Ehl-ı Hal Ve'l-akd
Ehl-ı hal ve'l-akd
Sözlükte ehl sahip, hal azletmek, çözmek, akdi bağlamak,
düğüm atmak ve seçmek anlamına gelir. Ehlü'l Hal ve'l-Akd;
bir İslam amme hukuku terimi olup, İslam devlet başkanını
seçme ve gerektiğinde onu azletme yetkisine sahip olan kimselerin
oluşturduğu meclistir. İslam hukukunda, müslümanların
devlet başkanına "halife, İmam, müminlerin emiri"
isimleri verilmiştir. Ayette: "Onların işleri
aralarında şûra (danışma) iledir" (eş-Şûra,
42/38) buyurulur. Bu ayet, İslam idaresinin müslümanlar arasında
sûra esasına dayandığını ifade etmektedir.

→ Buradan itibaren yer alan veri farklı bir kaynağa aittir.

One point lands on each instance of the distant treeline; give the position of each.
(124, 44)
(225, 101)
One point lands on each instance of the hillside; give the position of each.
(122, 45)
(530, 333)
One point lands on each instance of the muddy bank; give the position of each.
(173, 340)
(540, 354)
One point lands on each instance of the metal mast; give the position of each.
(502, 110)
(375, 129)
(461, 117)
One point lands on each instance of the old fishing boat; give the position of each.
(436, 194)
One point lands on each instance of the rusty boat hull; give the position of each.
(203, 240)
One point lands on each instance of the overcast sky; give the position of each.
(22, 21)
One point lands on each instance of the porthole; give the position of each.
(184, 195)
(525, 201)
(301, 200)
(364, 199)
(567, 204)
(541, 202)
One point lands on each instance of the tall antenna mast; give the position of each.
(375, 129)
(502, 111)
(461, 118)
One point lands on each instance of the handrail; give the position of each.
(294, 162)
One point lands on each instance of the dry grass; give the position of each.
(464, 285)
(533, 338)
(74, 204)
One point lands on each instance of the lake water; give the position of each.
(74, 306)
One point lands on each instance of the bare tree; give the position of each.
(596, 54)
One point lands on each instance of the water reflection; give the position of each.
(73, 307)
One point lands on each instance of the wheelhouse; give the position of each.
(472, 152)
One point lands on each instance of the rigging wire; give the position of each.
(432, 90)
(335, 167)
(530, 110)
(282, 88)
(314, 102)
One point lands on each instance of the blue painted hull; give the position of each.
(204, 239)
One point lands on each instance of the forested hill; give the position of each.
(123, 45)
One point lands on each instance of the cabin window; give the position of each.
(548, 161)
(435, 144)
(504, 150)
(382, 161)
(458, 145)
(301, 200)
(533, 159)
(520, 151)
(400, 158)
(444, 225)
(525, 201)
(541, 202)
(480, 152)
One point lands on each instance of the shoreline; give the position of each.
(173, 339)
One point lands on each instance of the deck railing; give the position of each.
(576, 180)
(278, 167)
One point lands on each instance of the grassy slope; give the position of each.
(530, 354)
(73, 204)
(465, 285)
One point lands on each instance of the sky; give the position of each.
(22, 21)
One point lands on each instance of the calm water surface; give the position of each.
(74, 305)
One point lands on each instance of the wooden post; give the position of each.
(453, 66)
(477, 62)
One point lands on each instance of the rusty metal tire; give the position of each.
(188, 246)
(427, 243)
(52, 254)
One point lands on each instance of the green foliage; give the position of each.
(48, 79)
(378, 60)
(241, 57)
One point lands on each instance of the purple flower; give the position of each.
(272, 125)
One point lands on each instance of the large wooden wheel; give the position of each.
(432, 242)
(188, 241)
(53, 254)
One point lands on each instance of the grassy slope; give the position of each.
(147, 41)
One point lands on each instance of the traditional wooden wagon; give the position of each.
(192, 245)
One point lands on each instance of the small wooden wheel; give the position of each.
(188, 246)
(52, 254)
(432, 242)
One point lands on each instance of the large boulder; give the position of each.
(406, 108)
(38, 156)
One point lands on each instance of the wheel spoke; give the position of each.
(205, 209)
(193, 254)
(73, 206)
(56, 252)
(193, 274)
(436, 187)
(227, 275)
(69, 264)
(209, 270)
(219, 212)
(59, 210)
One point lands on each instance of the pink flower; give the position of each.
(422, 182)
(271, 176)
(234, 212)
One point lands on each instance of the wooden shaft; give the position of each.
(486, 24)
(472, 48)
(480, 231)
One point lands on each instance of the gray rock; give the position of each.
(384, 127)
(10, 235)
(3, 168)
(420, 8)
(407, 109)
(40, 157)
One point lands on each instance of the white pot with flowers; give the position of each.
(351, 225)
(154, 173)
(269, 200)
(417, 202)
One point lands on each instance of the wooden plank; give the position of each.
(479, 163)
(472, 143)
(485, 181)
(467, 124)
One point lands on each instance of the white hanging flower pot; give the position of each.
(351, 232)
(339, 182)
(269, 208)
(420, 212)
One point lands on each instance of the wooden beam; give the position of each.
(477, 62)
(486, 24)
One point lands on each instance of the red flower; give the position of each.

Ayrıca, müslüman toplumun, devlet başkanı kontrol edecek,
devlet işlerini düzenleme ve yürütmede ona katılacak bir
topluluğu seçip görevlendireceğine işaret etmektedir (Ebû
Zehra, Usûlü'l-Fıkh, s.143).
Kimlerin devlet başkanı adayı ve
kimlerin de seçmen olacağı ayet, hadis veya icma ile
belirlenmemiş, ancak İslam'ın genel prensiplerinden
hareket edilerek ehlü'l-hal ve'l-akd meclisi üyelerinde şu
vasıfların bulunması öngörülmüştür:
1) Adalet: Bu üyeleri her yönü ile doğru
bilinen, takva ve mürüvvet sahibi olması gerekir. Bu vasıf,
İslam'ın emir ve yasaklarına uymakla gerçekleşir.
2) Bilgi: Adayda, İslam'ın
aradığı şart ve vasıflan bilmeye yeterli ilim
sahibi olmak.
3) Görüş ve hikmet sahibi olmak: Adaylar
arasından bu göreve en layık, maslahat bakımından
daha uygun ve daha bilgili olanı seçmeye götürecek bir görüş
ve insanları tanıma kabiliyetine sahip olmak gerekir.
Buna göre bu kimseler, yalnız, ayet ve
hadislerden hüküm çıkarabilen müctehidlerden ibaret olmayıp,
yukarıdaki vasıfları taşıyanların da kapsama
girdiği kabul edilir. Başkan adayının beldesinden olan
seçmenlerin, diğer belde seçmenlerine bir üstünlüğü yoktur.
Ancak dinî nitelikte olmamak üzere, başkan adayının
beldesinden birisi seçim işlerini düzenlemek ve yürütmek için
görevlendirilebilir. Devlet başkanlığı
makamının boş kalmaması için bu düzenlemeye ihtiyaç
olabilir (Ebû Ya'la, el-Ahkamü's-Sultaniyye, s.4, vd.; el-Maverdî,
el-Ahkamü's-Sultaniyye, terc. Ali Şafak, İstanbul 1976, s.6)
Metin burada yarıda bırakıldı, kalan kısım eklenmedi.